The GPU is incredible at raw throughput, and this particular problem can actually implemented fairly straightforwardly (it's a stream compaction, which in turn can be expressed in terms of prefix sum). However, where the GPU absolutely falls down is when you want to interleave CPU and GPU computations. To give round numbers, the roundtrip latency is on the order of 100µs, and even aside from that, the memcpy back and forth between host and device memory might actually be slower than just solving the problem on the CPU. So you only win when the strings are very large, again using round numbers about a megabyte.

Things change if you are able to pipeline a lot of useful computation on the GPU. This is an area of active research (including my own). Aaron Hsu has been doing groundbreaking work implementing an entire compiler on the GPU, and there's more recent work[1], implemented in Futhark, that suggests that that this approach is promising.

I have a paper in the pipeline that includes an extraordinarily high performance (~12G elements/s) GPU implementation of the parentheses matching problem, which is the heart of parsing. If anyone would like to review a draft and provide comments, please add a comment to the GitHub issue[2] I'm using to track this. It's due very soon and I'm on a tight timeline to get all the measurements done, so actionable suggestions on how to improve the text would be most welcome.

[1]: https://theses.liacs.nl/pdf/2020-2021-VoetterRobin.pdf

[2]: https://github.com/raphlinus/raphlinus.github.io/issues/66#i...

2 comments

> To give round numbers, the roundtrip latency is on the order of 100µs

I can't help but notice that, at least in my experience on Windows, this is the same order of magnitude as for inter-process communication on the local machine. Tangent: That latency was my nemesis as a Windows screen reader developer; the platform accessibility APIs weren't well designed to take it into account. Windows 11 finally has a good solution for this problem (yes, I helped implement that while I was at Microsoft).
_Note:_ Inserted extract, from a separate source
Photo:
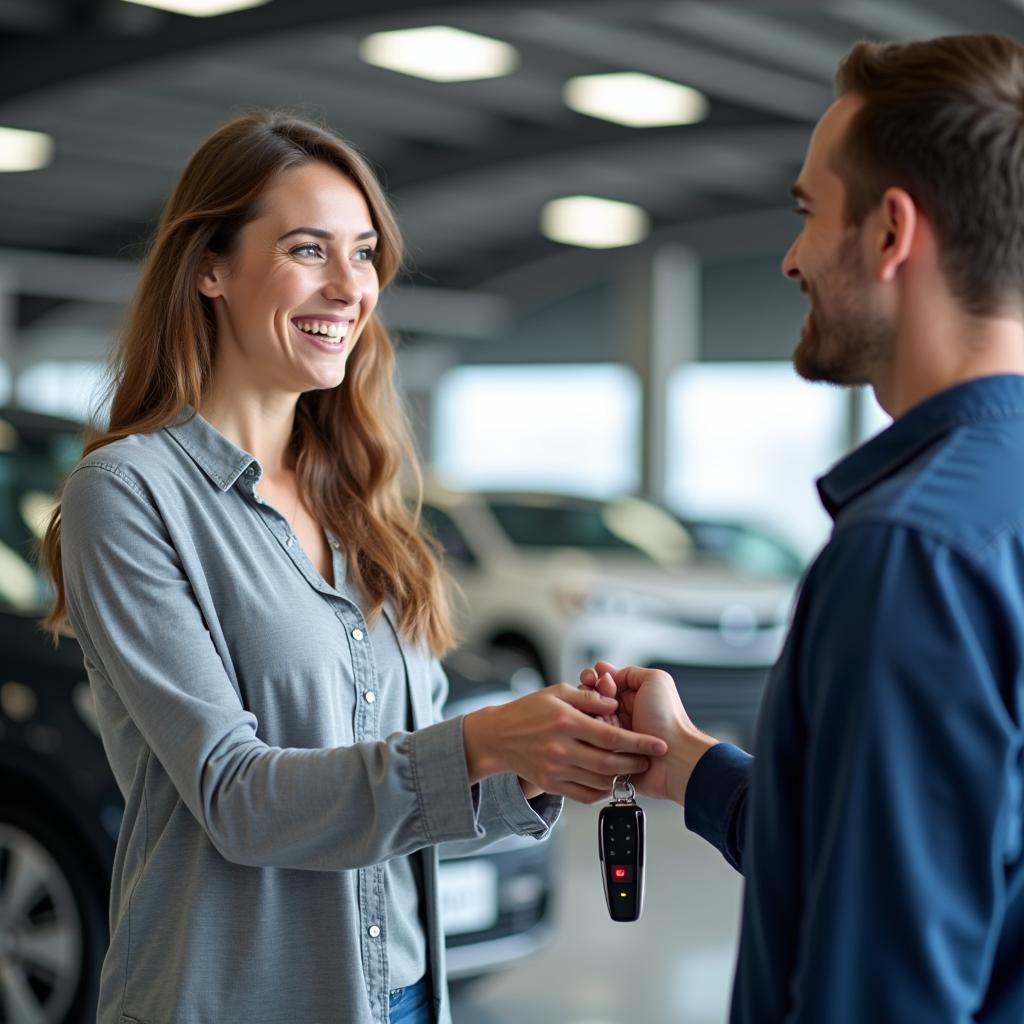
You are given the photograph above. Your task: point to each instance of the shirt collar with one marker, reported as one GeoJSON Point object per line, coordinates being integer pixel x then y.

I wonder if this applies to the same extent for an on-package GPU which shares the same physical memory as the CPU. I'd expect round trip times in that case to be minimal and the available processing power would probably be competitive with AVX512. I have been wondering if this is the reason for deprecating AVX512 on consumer processors - these are likely to have a GPU available.
Good question! There are two separate issues with putting the GPU in the same package as the CPU. One is the memcpy bandwidth issue, which is indeed entirely mitigated (assuming the app is smart enough to exploit this). But the round trip times seem more related to context switches. I have an M1 Max here, and just found ~200µs for a very simple dispatch (just clearing 16k of memory).

I personally believe it may be possible to reduce latency using techniques similar to io_uring, but it may not be simple. Likely a major reason for the roundtrips is so that a trusted process (part of the GPU driver) can validate inputs from untrusted user code before it's presented to the GPU hardware.

Yes I think you are right about driver overhead, although there should be ways to amortize that it probably doesn't work very well for latency sensitive problems! I expect that in most cases if you have enough work to do to make using AVX512 worthwhile you can afford the round-trip.
It's been a while, but IIRC the integrated GPUs are only L3-cache coherent. So while that greatly improves the memcpy problem, anything that would have fit in L1 and does a bunch of math may still be a better fit for AVX2 or AVX-512.